OTOH, coercion is indeed not always an option. Say I just wanted to define 
someInteger**someMatrix, then I've got only one option in Ruby's coercion 
framework, namely to coerce the integer to a matrix. And although it is 
possible to define someMatrix**someOtherMatrix, I may not want to go 
through all that trouble, even when someMatrix is just a 1x1 matrix in 
this case because it is overhead to build the matrix for nothing.

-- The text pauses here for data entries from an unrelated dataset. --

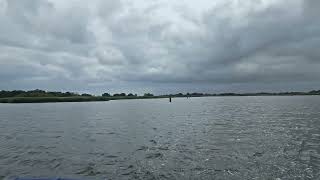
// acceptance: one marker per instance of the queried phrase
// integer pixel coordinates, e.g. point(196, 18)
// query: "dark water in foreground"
point(198, 138)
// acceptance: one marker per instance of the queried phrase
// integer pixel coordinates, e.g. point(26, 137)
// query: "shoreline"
point(20, 100)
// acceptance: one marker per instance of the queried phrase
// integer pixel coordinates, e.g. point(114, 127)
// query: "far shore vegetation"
point(41, 96)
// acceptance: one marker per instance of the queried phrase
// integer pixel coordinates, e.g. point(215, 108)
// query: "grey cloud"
point(105, 43)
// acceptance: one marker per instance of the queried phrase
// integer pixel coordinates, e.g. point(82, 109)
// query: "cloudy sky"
point(160, 46)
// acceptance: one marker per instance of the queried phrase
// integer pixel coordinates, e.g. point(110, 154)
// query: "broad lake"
point(196, 138)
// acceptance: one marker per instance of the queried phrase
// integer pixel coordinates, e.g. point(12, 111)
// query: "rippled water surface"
point(197, 138)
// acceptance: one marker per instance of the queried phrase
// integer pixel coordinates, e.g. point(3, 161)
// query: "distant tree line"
point(42, 93)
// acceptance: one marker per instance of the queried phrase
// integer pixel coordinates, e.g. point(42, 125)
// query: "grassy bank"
point(51, 99)
point(108, 98)
point(71, 99)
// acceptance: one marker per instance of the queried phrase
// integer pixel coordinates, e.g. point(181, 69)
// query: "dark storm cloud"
point(106, 43)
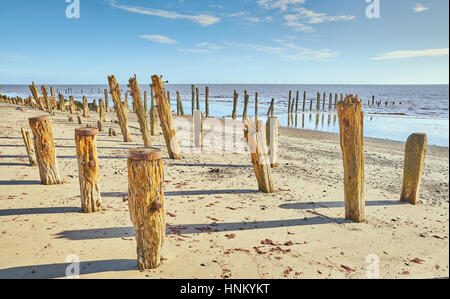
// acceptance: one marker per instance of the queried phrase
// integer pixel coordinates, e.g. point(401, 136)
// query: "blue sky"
point(233, 41)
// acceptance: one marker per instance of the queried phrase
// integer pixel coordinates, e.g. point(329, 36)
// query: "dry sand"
point(219, 225)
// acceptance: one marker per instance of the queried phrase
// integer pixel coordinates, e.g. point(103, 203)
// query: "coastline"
point(218, 219)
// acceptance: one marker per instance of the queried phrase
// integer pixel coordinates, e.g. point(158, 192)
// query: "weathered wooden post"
point(256, 140)
point(101, 111)
point(272, 133)
point(29, 145)
point(415, 151)
point(165, 117)
point(146, 204)
point(207, 101)
point(352, 143)
point(88, 169)
point(106, 100)
point(85, 107)
point(140, 112)
point(235, 99)
point(198, 128)
point(244, 114)
point(45, 150)
point(122, 114)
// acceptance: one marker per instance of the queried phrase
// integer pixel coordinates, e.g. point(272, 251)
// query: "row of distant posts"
point(146, 170)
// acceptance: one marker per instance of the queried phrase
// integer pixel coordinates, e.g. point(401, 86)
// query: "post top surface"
point(86, 131)
point(145, 154)
point(39, 118)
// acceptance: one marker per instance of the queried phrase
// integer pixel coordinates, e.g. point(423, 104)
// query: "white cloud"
point(419, 8)
point(411, 54)
point(202, 19)
point(158, 39)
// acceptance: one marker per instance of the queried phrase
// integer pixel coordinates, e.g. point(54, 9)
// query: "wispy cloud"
point(161, 39)
point(419, 7)
point(411, 54)
point(202, 19)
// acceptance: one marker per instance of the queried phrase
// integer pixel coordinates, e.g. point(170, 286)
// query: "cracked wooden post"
point(29, 147)
point(140, 112)
point(256, 140)
point(352, 144)
point(235, 99)
point(62, 105)
point(272, 135)
point(198, 128)
point(106, 100)
point(101, 111)
point(85, 107)
point(146, 203)
point(153, 115)
point(415, 151)
point(165, 118)
point(121, 111)
point(88, 169)
point(44, 146)
point(207, 101)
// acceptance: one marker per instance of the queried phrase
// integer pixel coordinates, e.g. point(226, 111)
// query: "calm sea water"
point(423, 109)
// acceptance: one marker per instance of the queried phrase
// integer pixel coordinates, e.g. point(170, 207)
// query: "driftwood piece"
point(146, 204)
point(45, 150)
point(88, 169)
point(165, 118)
point(256, 140)
point(121, 111)
point(140, 112)
point(29, 145)
point(352, 143)
point(415, 151)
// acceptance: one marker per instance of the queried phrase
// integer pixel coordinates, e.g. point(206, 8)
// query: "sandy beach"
point(218, 224)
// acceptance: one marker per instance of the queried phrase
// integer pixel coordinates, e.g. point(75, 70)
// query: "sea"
point(410, 108)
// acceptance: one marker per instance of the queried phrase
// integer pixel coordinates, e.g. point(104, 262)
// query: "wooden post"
point(193, 99)
point(29, 147)
point(88, 169)
point(45, 150)
point(85, 107)
point(256, 141)
point(415, 151)
point(101, 111)
point(165, 117)
point(140, 112)
point(106, 100)
point(122, 114)
point(207, 101)
point(352, 144)
point(235, 99)
point(153, 116)
point(145, 102)
point(272, 134)
point(146, 204)
point(198, 128)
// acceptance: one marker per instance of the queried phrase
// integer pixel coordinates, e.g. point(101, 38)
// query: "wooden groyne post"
point(88, 169)
point(140, 112)
point(165, 117)
point(45, 150)
point(272, 135)
point(415, 151)
point(352, 144)
point(29, 145)
point(146, 203)
point(256, 140)
point(121, 111)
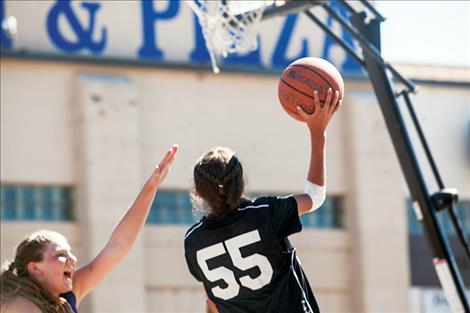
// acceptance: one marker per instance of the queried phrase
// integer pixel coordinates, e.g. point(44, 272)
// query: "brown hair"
point(218, 180)
point(15, 280)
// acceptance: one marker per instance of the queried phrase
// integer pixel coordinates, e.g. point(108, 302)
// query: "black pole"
point(443, 259)
point(421, 137)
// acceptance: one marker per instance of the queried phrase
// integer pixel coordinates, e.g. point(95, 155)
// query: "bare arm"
point(19, 305)
point(317, 123)
point(124, 234)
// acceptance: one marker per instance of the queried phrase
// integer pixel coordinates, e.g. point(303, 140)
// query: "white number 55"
point(243, 263)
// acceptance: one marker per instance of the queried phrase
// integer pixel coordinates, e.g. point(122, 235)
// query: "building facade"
point(84, 122)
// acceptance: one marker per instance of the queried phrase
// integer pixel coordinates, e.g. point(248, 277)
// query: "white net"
point(228, 26)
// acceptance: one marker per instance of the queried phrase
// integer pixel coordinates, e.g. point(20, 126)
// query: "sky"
point(426, 32)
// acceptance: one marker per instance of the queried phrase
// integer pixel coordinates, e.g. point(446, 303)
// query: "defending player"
point(42, 277)
point(239, 250)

> The complex fields (like Q(sqrt(-1)) and C) are not in any way totally
> orderable. If you quotient the field in some way then you may obtain
> something totally orderable or not, but the best you can get with an
> ordinary complex field is a partial order. However Ruby doesn't have a
> Semicomparable interface (the name i wanted to give to partial ordering in
> Ruby), despite the Module class already supporting most of it in an
> implicit way: think about the meaning of "A<B" as "A is subclass of B" aka
> "A objects are a subset of B objects".
> 
> What do you think of this?

C can be totally ordered, for instance lexical order (with i = sqrt(-1)):

   a + b * i <= c + d * i   iff   a < c  or  a = c and b <= d

Is that a useable order? Well, that depends on what you need that order 
for. There are other orders possible though, but Ruby has only support for 
a single order. I wonder how hard it would be to have Ruby support 
multiple orders for the same kind of object. Given that we can use 
different < symbols, it would probably look like this:

   Complex.with_ordering(Complex::LexicalOrder) do
     Complex(1, 1) < Complex(1, 2) #=> true
   end

IMO though, we don't need a separate Semicomparable interface. #<=> 
already returns nil when two objects are not comparable. For instance
1 <=> true gives nil. Currently the comparison methods in Comparable raise 
an error when #<=> returns nil, but this could be changed to have these 
methods return false instead. Or nil, as Module#< does when two classes 
are not comparable, which would make things more consistent.